The review will examine the causes of this rise and the continued disproportionate use of the act in relation to BAME people.
It will also investigate concerns about safeguards available to people, such as tribunals and second opinions, the use of community treatment orders (CTOs) and the ability of people to determine which family members have a say in their care.
Detention rather than treatment
The terms of reference also state that the review will probe how far the act is used to detain rather than treat, and the time required to take decisions and arrange transfers for people subject to criminal proceedings.
The government said the review’s recommendations should be aimed at improving the treatment and support people receive when experiencing acute mental ill-health.
While the expectation is that it will lead to law reform, the government said that some of the solutions are likely to lie in practice rather than legislation.
Ministers will appoint vice-chairs to support Wessely in carrying out the review. The government said that the review should involve past and present service users and carers in all aspects of its work, including through an advisory panel that should have a direct input into the recommendations.
It added that the review’s recommendations should have broad support among service users, carers and professionals.
Reform or replace?
It is not clear at this stage whether the reforms will lead to a wholly new act or a further reform of the 1983 legislation.
Mental health law was last reformed in 2007, though this retained the 1983 act in amended form.
The 2007 reforms introduced CTOs, under which people are discharged from detention in hospital but with conditions placed on them designed to ensure they continue with their treatment, with the possibility of them being recalled to hospital under certain circumstances.
They also introduced entitlement to independent mental health advocacy for detained patients, and changes to professional roles, with the replacement of approved social workers by approved mental health professionals (AMHPs), a position open to nurses, occupational therapists and psychologists as well as social workers.
The announcement of the review was welcomed by mental health charities the Centre for Mental Health and Mind, though both stressed that the involvement of people with lived experience would be critical.
Centre for Mental Health chief executive Sarah Hughes backed the appointment of Wessely to lead the review, but added: “We expect the review to be comprehensive.
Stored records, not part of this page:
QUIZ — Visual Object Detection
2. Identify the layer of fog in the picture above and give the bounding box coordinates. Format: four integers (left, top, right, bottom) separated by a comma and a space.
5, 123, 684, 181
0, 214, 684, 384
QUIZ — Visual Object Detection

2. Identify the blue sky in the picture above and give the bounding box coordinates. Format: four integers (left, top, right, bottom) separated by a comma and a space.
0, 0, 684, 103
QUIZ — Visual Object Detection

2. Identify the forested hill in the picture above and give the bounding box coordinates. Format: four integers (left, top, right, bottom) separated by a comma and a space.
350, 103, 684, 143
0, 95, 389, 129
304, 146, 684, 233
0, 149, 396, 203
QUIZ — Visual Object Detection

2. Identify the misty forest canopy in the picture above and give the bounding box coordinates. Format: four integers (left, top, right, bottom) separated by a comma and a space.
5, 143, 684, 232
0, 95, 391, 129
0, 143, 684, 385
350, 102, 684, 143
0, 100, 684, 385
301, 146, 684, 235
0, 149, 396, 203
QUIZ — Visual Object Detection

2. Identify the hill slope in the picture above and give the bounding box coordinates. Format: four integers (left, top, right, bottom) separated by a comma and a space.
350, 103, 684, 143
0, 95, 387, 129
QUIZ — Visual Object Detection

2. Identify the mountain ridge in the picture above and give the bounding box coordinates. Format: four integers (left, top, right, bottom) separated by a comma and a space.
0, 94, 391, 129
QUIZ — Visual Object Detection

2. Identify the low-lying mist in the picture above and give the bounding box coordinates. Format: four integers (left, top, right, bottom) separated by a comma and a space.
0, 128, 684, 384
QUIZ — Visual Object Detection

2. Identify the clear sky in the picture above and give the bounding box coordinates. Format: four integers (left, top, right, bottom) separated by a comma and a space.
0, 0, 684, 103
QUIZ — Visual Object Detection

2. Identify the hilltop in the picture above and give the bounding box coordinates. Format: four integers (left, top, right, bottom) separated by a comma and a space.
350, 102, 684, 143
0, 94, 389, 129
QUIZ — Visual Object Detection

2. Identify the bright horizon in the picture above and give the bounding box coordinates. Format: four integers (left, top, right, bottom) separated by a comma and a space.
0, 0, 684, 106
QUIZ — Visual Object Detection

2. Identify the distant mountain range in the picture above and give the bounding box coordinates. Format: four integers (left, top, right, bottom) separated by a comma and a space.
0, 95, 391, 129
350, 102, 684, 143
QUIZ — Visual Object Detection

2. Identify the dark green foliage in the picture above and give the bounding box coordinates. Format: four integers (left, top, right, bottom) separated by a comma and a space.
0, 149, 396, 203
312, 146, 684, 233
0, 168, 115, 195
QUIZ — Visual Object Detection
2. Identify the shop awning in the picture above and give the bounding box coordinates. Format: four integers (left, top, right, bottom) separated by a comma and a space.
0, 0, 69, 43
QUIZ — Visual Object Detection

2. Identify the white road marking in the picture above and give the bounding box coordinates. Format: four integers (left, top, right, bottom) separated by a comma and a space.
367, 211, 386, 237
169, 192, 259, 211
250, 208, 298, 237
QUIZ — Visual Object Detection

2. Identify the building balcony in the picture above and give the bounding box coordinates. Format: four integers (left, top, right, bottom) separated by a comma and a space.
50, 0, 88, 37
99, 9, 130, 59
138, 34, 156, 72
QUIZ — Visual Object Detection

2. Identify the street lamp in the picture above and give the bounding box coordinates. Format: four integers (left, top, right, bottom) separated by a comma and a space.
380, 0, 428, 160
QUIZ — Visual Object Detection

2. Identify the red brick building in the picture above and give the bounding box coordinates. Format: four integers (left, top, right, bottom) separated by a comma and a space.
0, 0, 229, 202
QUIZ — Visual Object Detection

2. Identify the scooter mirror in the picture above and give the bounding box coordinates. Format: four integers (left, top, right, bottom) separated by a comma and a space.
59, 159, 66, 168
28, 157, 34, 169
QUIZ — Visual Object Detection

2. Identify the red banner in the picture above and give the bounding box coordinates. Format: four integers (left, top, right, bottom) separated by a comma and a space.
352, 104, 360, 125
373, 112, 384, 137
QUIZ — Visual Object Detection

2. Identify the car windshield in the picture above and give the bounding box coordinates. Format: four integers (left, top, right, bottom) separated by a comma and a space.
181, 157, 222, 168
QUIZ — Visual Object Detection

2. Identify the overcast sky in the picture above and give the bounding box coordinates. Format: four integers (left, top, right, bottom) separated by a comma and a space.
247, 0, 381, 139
It must look at every aspect of the Act and explore not just the legislation but the context in which it is used. We can only understand why use of the Act has risen every year since it was last reformed in 2007, and why some people are so much more likely than others to be detained, if we examine the way society has changed and services have developed over that time.”
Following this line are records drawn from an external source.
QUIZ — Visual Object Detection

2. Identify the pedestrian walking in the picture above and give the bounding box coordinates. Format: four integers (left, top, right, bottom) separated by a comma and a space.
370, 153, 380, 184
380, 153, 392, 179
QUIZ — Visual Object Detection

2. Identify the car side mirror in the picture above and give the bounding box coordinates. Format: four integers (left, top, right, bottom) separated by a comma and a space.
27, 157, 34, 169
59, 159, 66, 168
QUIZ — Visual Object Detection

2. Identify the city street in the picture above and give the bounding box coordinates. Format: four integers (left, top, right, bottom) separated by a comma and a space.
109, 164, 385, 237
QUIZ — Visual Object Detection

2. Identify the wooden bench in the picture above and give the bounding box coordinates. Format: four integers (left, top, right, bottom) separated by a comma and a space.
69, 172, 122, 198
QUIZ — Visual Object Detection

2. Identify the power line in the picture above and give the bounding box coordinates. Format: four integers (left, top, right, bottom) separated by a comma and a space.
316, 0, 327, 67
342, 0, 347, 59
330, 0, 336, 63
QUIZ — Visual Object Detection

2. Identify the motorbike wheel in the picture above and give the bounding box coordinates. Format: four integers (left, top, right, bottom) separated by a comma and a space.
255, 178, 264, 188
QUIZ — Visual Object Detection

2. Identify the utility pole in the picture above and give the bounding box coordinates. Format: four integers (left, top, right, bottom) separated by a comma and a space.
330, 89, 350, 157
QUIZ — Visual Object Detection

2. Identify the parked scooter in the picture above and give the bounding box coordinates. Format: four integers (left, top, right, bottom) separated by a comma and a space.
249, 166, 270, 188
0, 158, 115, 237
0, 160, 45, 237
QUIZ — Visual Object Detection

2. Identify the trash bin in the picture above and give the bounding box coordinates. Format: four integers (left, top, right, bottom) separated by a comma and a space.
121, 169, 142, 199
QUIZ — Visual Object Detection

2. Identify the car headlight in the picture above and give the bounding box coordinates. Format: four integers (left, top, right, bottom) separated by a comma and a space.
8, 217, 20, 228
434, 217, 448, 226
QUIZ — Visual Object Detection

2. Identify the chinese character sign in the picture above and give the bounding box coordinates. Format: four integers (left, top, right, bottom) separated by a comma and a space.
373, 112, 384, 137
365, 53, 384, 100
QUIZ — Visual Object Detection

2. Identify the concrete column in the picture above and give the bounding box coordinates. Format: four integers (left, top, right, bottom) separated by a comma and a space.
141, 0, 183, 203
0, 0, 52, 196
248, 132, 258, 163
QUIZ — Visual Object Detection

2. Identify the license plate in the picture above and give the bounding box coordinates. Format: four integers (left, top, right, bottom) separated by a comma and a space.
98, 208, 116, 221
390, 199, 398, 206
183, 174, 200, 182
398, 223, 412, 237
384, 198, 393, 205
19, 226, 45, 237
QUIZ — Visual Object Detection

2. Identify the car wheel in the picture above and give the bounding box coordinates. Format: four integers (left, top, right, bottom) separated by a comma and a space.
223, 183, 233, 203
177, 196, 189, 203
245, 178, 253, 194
Mind head of policy and campaigns Louise Rubin said: “People who are at their most unwell need choice, control and dignity and legislation needs to support that. We can’t look at the Act in isolation, without also addressing underlying failures in mental health services that see people ending up in crisis.”
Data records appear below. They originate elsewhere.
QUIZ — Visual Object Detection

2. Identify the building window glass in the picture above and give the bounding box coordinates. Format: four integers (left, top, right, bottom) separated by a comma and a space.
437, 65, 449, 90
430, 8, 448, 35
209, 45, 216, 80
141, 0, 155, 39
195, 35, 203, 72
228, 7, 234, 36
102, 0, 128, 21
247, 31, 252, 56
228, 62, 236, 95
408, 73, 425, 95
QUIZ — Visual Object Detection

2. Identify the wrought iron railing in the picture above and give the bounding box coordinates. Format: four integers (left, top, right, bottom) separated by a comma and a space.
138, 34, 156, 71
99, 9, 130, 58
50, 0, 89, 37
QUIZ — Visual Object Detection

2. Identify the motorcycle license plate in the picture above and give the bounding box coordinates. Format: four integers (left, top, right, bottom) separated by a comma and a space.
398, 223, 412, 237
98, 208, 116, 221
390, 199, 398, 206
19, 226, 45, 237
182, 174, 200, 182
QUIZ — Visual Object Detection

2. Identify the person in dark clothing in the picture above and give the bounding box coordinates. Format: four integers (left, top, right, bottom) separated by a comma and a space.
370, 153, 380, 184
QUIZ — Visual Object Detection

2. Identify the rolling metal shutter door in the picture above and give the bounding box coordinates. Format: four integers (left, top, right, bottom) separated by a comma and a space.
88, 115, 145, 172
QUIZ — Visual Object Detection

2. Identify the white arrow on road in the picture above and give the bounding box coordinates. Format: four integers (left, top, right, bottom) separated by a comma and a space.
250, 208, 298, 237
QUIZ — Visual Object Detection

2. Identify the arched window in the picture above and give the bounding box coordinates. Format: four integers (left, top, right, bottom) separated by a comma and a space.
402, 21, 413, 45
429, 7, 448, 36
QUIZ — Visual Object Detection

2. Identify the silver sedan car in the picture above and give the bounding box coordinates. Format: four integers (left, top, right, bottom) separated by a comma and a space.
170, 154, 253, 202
But on Twitter, concerns were raised about the review by service users, survivors, professionals and academics.
The writer of the Sectioned blog, who has personal experience of being detained, questioned the choice of a doctor to lead a review into mental health law.
If you want a proper review of #mentalhealth law, put a legal specialist in charge. Why not an AMHP? They’re specialists in applying MH law.
— Mental Health (@Sectioned_) October 4, 2017
Mental health researcher and consultant Dr Sarah Carr, who specialises in service user involvement and co-production, raised concerns about how far service users and survivors would be involved in the review.
💯MHA Review MUST be with people with ‘lived experience’ of being sectioned, not occasionally tearful token mental Big Charity policy wonks https://t.co/56kIBrMOMk
— Dr Sarah Carr (@SchrebersSister) October 4, 2017
Other issues raised included whether law reform would tackle inequalities resulting from institutional racism, and whether any changes would be effective without adequate resourcing for community and inpatient services.